When you query a database table using SQL, you might find the need to:

  1. select rows from table A using a certain criteria (i.e., a WHERE clause)
  2. then, use one or more columns from result set (coming from the above query) as a subquery to subselect from table B

    You can do this quite easily in SQL

import pandas as pd
from pandasql import sqldf  # pip install pandasql from Yhat



df_vals = pd.DataFrame({'key1': ['A', 'A','C', 'E', 'G'], 
                        'key2': ['B', 'Z', 'D', 'F', 'H'], 
                        'val': ['2','3','4','5','6']})

df_vals



key1 key2 val
0 A B 2
1 A Z 3
2 C D 4
3 E F 5
4 G H 6



df_colors = pd.DataFrame({'key1': ['A', 'A','C', 'E', 'G'], 
                          'key2': ['B', 'Z', 'D', 'F', 'H'], 
                          'color': ['red','orange','yellow','green','blue']})

df_colors



color key1 key2
0 red A B
1 orange A Z
2 yellow C D
3 green E F
4 blue G H



So, if we wanted to grab all rows from df_colors where the value in df_vals is inclusively between 2 and 6, then:

query = '''
        SELECT a.* FROM df_colors a
        INNER JOIN (
            SELECT key1, key2 FROM df_vals
            WHERE val > 2 and val < 6
        ) b
        ON a.key1 = b.key1 and a.key2 = b.key2
        '''
sqldf(query, locals())



color key1 key2
0 orange A Z
1 yellow C D
2 green E F



Notice that the inner subquery produces the keys where the values are between 2 and 6

query = '''
        SELECT key1, key2 FROM df_vals
        WHERE val > 2 and val < 6
        '''
sqldf(query, locals())



key1 key2
0 A Z
1 C D
2 E F



Then, each pair of keys are used to subselect rows from df_colors.
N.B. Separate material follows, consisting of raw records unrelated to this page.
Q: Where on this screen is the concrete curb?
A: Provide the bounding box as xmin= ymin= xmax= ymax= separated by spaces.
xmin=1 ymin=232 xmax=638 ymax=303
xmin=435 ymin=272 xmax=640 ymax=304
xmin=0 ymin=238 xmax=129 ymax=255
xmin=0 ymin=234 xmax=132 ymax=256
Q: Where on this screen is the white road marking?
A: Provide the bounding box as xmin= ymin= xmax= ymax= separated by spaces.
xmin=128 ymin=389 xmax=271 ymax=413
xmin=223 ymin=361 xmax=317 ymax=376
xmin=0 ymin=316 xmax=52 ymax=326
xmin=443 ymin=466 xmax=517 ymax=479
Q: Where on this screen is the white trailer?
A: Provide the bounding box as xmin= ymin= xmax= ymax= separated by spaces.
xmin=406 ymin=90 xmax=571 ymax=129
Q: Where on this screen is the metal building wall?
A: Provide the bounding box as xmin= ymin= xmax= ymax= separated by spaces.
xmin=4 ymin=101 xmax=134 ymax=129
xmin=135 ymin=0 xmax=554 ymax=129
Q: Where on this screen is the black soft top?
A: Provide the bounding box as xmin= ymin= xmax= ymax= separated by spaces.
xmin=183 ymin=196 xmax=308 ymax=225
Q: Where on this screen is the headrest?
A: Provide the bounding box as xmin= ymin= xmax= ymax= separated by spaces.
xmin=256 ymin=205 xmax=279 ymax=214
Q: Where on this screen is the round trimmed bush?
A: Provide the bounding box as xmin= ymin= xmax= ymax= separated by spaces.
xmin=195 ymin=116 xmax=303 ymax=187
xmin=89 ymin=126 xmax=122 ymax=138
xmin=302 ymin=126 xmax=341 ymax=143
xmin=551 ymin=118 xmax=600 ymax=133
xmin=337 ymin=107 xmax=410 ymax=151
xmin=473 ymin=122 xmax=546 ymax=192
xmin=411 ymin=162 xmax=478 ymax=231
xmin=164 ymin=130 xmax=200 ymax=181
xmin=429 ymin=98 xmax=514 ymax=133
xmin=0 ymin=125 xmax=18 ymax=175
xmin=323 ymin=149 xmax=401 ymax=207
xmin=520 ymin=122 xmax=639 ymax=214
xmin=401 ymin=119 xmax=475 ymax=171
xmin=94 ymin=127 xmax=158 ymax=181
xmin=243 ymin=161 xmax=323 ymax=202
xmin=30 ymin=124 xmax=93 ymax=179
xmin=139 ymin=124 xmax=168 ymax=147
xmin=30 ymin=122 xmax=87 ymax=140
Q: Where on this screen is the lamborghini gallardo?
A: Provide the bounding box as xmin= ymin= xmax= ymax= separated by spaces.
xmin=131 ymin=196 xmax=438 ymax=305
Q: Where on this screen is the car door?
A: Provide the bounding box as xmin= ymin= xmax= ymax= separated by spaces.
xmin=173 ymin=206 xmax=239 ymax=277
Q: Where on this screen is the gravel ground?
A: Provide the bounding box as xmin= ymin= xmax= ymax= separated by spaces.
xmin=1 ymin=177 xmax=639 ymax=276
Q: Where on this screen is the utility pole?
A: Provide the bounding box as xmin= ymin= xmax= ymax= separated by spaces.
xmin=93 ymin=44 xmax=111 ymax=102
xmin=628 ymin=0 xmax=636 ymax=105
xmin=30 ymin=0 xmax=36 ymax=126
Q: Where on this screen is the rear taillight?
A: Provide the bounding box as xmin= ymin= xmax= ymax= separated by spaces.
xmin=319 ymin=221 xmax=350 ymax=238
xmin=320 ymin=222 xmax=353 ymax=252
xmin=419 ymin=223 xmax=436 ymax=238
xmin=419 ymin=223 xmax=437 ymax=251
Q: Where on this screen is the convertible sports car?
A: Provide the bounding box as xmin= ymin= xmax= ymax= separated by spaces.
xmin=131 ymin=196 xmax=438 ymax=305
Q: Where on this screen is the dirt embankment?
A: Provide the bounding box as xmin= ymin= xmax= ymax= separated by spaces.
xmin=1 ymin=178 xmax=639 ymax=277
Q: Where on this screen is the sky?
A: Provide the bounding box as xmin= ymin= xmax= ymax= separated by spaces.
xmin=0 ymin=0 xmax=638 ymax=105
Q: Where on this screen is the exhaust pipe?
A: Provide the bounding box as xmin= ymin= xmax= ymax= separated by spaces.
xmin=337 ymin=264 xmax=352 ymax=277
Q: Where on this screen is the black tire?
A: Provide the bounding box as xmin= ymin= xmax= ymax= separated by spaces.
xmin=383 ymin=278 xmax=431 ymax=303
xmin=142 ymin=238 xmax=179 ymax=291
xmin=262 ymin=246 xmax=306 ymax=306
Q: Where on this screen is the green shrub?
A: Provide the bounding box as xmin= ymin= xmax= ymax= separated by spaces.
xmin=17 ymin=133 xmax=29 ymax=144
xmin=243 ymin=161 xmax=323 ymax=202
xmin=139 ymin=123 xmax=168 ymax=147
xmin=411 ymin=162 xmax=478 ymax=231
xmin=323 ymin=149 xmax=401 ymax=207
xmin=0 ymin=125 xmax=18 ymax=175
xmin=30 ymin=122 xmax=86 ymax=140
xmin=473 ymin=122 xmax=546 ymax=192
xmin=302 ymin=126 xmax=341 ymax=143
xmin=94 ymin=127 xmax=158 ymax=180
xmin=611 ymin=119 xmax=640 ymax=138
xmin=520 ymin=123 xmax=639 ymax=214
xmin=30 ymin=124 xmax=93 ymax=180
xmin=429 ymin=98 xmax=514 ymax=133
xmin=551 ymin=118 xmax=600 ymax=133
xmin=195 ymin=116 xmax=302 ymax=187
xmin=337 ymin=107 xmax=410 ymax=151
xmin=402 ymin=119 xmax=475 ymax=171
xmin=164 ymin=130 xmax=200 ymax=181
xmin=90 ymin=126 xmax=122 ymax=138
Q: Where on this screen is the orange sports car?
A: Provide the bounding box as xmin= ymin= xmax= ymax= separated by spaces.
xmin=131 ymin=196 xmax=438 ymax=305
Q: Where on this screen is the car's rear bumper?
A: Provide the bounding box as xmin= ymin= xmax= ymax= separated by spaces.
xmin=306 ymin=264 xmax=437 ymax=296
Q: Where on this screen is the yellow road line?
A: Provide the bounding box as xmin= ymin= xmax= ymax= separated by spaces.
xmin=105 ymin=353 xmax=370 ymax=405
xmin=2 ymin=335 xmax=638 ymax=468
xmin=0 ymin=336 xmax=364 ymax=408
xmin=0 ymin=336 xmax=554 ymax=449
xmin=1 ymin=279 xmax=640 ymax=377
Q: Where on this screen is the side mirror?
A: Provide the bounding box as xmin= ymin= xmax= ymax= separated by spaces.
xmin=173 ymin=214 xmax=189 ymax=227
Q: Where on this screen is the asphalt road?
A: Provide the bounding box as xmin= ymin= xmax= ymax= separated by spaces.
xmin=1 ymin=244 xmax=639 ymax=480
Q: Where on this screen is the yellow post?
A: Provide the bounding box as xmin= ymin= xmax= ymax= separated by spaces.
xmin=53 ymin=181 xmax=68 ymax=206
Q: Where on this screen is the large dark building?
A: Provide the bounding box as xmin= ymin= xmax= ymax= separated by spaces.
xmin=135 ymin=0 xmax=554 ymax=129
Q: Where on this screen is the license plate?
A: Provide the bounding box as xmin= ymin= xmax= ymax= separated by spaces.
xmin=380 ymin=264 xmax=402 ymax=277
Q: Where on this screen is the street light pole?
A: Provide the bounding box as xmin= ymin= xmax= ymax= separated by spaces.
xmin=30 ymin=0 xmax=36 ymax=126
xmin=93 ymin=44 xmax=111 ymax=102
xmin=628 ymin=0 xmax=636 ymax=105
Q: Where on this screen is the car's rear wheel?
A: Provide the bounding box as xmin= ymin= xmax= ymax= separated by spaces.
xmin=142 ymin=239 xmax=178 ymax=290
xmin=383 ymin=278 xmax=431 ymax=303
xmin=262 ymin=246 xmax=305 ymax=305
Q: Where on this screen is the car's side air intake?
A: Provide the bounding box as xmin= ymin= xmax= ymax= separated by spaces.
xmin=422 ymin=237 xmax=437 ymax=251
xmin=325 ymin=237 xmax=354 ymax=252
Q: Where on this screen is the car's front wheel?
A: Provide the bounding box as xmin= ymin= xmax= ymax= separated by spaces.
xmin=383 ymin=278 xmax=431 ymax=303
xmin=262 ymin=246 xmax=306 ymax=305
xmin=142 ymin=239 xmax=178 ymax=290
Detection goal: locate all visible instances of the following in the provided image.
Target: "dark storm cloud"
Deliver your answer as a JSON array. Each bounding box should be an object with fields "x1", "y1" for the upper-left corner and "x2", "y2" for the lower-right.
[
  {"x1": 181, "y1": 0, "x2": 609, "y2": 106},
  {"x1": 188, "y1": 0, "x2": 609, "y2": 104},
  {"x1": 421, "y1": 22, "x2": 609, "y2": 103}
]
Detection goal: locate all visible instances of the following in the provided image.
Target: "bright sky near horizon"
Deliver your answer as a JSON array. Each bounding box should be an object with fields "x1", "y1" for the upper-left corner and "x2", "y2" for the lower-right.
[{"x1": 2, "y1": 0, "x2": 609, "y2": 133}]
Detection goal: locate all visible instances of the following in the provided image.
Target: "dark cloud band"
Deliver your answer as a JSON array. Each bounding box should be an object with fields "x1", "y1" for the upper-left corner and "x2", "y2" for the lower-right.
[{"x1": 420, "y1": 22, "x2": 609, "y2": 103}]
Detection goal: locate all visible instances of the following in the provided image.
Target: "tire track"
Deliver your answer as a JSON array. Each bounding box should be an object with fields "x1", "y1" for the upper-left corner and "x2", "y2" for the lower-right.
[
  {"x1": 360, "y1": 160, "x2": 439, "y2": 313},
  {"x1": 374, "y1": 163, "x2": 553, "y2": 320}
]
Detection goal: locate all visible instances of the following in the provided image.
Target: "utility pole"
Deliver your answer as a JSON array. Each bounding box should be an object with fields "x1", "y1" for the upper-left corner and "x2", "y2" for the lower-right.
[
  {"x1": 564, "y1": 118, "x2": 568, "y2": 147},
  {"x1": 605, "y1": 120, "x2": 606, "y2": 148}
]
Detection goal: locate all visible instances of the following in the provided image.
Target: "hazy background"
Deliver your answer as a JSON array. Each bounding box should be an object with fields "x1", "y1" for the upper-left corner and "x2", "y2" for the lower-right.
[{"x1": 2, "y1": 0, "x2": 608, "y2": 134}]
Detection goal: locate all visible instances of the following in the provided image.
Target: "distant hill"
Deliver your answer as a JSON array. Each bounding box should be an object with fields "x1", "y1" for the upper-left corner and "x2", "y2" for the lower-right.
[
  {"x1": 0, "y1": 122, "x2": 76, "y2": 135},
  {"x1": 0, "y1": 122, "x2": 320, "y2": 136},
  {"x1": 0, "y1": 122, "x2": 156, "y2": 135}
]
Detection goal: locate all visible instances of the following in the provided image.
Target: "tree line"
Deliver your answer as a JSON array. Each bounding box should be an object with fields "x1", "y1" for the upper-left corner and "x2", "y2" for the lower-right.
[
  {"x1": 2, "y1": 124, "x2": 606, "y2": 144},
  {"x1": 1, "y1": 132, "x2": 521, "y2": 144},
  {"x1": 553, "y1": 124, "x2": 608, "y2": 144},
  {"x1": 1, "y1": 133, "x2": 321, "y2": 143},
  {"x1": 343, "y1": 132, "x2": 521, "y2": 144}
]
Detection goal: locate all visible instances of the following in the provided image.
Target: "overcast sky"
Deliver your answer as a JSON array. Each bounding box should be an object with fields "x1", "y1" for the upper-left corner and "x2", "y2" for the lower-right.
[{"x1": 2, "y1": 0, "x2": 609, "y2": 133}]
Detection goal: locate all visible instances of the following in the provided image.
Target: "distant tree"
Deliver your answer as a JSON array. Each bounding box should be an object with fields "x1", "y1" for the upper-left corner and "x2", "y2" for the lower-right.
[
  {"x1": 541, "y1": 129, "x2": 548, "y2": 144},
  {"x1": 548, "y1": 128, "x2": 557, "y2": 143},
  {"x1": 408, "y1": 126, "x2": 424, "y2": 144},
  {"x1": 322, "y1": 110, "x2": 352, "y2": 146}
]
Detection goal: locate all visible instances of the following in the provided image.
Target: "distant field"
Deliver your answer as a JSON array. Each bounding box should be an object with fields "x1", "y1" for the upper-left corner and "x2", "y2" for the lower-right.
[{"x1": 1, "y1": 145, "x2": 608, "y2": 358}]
So, the ON keyword:

  1. Grabs the first pair of keys (A, B) from df_colors and compares them to each pair of keys returned by the subquery [(A, Z), (C,D), (E, F)]
  2. If there is a match, then that row from df_colors is returned
  3. This process (Steps 1-2) is repeated for the remaining rows in df_colors [(A, Z), (C, D), (E, F), (G, H)]

    The query above is equivalent to the following:

query = """
        SELECT a.* from df_colors a
        WHERE (a.key1, a.key2) in (
            SELECT key1, key2 from df_vals where val > 2 and val < 6
        ) 
        """



Note: This latter query doesn’t work in sqlite3 since tuples aren’t supported but it should work fine for a real database. Note that it might be slower than the first query and is a bit less obvious. So, it is advised that you stick with the first query.


Published

Oct 17, 2016